Toutes les expériences ne sont pas destinées à être un succès, mais dans l’esprit de provoquer le public pour le plaisir de provoquer, il y a aussi le premier film de Sean Price Williams. «Le doux Orient». Avec une histoire écrite par le critique de cinéma Nick Pinkerton, le film est un road trip à travers les entrailles de la politique américaine à travers les yeux d’un lycéen mécontent et désillusionné dont les convictions peuvent être décrites comme nihilistes.
Lors d’un voyage à Washington, DC, avec son lycée, Lilian (Talia Ryder) est séparée de sa classe et perd son téléphone portable après une attaque de type Pizzagate. Comme Alice qui suit un lapin blanc extrêmement percé, Lilian entre dans un pays des merveilles rempli de créatures déroutantes, dont un collectif punk Antifa, un néo-nazi boutonné avec un travail quotidien de professeur d’anglais (Simon Rex), deux réalisateurs exploiteurs. (Jeremy O. Harris et Ayo Edebiri) et un groupe incel vivant hors réseau.
Williams, qui a acquis une excellente réputation pour sa cinématographie dans des films comme « Heaven Knows What » des frères Safdie, « Kate Plays Christine » de Robert Greene et « Tesla » de Michael Almereyda, cadre une jolie photo en 16 mm pour ses débuts.
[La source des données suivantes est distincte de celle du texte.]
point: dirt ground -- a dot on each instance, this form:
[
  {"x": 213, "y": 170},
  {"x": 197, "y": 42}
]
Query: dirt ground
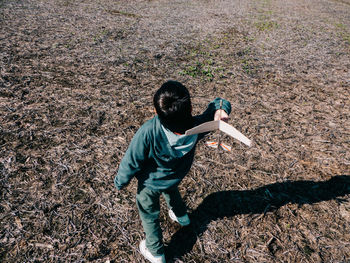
[{"x": 77, "y": 80}]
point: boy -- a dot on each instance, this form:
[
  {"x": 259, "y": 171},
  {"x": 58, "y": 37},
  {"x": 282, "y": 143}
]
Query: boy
[{"x": 160, "y": 156}]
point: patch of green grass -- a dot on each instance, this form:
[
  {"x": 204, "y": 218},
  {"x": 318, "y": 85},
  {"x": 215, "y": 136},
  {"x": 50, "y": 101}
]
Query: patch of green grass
[{"x": 205, "y": 70}]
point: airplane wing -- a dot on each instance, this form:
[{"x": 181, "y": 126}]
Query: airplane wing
[
  {"x": 229, "y": 130},
  {"x": 222, "y": 126},
  {"x": 204, "y": 127}
]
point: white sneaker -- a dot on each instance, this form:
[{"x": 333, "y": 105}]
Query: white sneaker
[
  {"x": 182, "y": 220},
  {"x": 145, "y": 252}
]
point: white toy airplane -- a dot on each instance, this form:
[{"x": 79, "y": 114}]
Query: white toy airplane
[{"x": 222, "y": 126}]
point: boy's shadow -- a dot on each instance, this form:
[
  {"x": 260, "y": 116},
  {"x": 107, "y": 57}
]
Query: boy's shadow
[{"x": 261, "y": 200}]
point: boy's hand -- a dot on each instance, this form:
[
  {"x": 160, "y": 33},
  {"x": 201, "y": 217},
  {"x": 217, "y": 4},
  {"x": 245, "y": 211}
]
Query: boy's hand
[{"x": 221, "y": 115}]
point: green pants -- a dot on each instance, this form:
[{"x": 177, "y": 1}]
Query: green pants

Cela fait peut-être partie d’une blague selon laquelle « The Sweet East » a l’air plutôt charmant, même si tout ce qui se passe après la relation de Lilian joue avec un préservatif usagé et lui demande si elle veut le garder est plutôt sans joie. La livraison impassible de Ryder et le penchant de son personnage pour utiliser le mot R comme s’il s’agissait d’un terrain de jeu des années 1990 sont épuisants à mesure que le film continue. Même si les situations dans lesquelles se trouve Lilian sont extrêmes, en fin de compte, tout cela ne sert à rien et elle reste suffisante envers l’humanité toute entière. « The Sweet East » est un road trip sans destination, maniant un sens de l’humour de seigneur sans punchline.